After the formation of the Sun and the planets from a interstellar cloud of gas, the matter that was left behind coalesced into the
asteroids,
meteors, and
comets, and a halo of rocks beyond the orbit of Neptune (50AU from Sun), collectively known as the
Kuiper Belt. Scientists have long suspected that a occasional nudge or gravitational instability (due to a passing star, or attraction by the larger planets such as Neptune and Uranus) could and should push one or more of these rocks towards the Sun. These rocks then end up as meteors, only to crash into the Sun or planets, or get captured as a moon of a large planet.
Phoebe (Courtesy: NASA)Recent observations by the
Cassini craft orbiting the Saturnian system have now
confirmed that the moon
Phoebe was once a member of the Kuiper Belt. Such inward motion by Kuiper-Belt objects have been theorized before. Most notably, it is possible that the meteorite that helped kill off the dinosaurs some 65 million years ago, was indeed such an object. Similarly, an ancient interaction with Saturn left the moon Phoebe as its prisoner. Before Cassini flew by the moon, little if anything was known about it. During the encounter, scientists got the first detailed look at Phoebe, which allowed them to determine its makeup and mass. With the new information they have concluded that it has an outer solar system origin, like Pluto and other Kuiper Belt objects.

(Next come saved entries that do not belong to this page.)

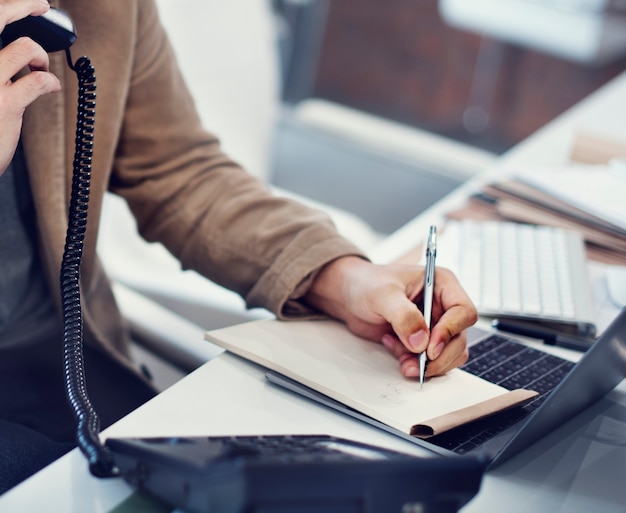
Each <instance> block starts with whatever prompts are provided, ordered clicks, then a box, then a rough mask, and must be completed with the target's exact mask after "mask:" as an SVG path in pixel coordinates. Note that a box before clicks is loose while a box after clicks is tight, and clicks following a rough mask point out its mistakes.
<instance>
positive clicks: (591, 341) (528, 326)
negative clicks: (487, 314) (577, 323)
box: [491, 319, 595, 352]
mask: <svg viewBox="0 0 626 513" xmlns="http://www.w3.org/2000/svg"><path fill="white" fill-rule="evenodd" d="M491 325H492V326H493V327H494V328H496V329H497V330H500V331H506V332H508V333H515V334H516V335H523V336H526V337H531V338H537V339H539V340H543V341H544V343H545V344H548V345H551V346H559V347H566V348H568V349H574V350H576V351H582V352H585V351H587V349H589V347H590V346H591V344H593V342H594V340H595V339H593V338H585V337H577V336H575V335H566V334H565V333H559V332H558V331H556V330H551V329H549V328H543V327H541V326H537V325H533V324H530V323H527V322H524V321H513V320H509V319H494V320H493V321H492V323H491Z"/></svg>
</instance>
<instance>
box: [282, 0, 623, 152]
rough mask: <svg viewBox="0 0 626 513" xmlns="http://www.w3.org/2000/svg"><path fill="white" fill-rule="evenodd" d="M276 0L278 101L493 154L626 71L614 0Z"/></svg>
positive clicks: (544, 123)
mask: <svg viewBox="0 0 626 513" xmlns="http://www.w3.org/2000/svg"><path fill="white" fill-rule="evenodd" d="M276 4H277V5H282V7H281V9H282V10H283V13H284V15H285V17H286V19H287V20H289V21H288V22H289V24H290V26H289V30H290V31H291V38H292V39H291V40H290V43H289V44H290V45H291V47H290V51H289V52H288V53H289V55H288V61H287V62H286V64H287V66H286V68H285V69H286V73H287V77H286V89H285V91H284V98H285V99H286V100H287V101H299V100H301V99H303V98H306V97H311V96H313V97H319V98H324V99H328V100H331V101H334V102H338V103H341V104H345V105H349V106H351V107H355V108H357V109H363V110H365V111H367V112H371V113H374V114H377V115H380V116H383V117H385V118H390V119H394V120H396V121H400V122H403V123H408V124H410V125H413V126H416V127H420V128H423V129H425V130H429V131H433V132H436V133H438V134H441V135H444V136H446V137H450V138H452V139H456V140H460V141H463V142H467V143H469V144H472V145H476V146H478V147H481V148H484V149H486V150H488V151H492V152H495V153H501V152H503V151H505V150H507V149H508V148H510V147H511V146H513V145H514V144H516V143H518V142H519V141H520V140H522V139H523V138H525V137H526V136H528V135H530V134H531V133H532V132H533V131H535V130H537V129H538V128H539V127H541V126H542V125H544V124H545V123H547V122H548V121H550V120H551V119H552V118H554V117H555V116H557V115H558V114H560V113H561V112H563V111H564V110H565V109H567V108H568V107H570V106H572V105H573V104H574V103H576V102H578V101H579V100H581V99H582V98H584V97H585V96H587V95H588V94H589V93H591V92H592V91H594V90H595V89H596V88H597V87H599V86H600V85H602V84H603V83H604V82H606V81H607V80H609V79H610V78H612V77H614V76H615V75H617V74H618V73H619V72H620V71H622V70H623V69H624V68H625V66H626V2H624V1H622V2H608V1H606V0H514V1H512V0H492V1H484V0H479V1H476V0H455V1H448V0H385V1H384V2H382V1H379V0H335V1H332V0H311V1H308V2H307V1H300V2H289V1H277V2H276ZM296 6H297V7H296Z"/></svg>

It seems that Phoebe has a totally different ratio of rock and ice, as compared to other Saturnian moons. Its density is about 1.6 g/cc, much lighter than most rocks but heavier than pure ice, which is about 0.93 g/cc. This suggests a composition of ice and rock similar to that of Pluto and Neptune's moon Triton. Whether Saturn's other moons are also prisoners from the Kuiper's Belt remains to be seen.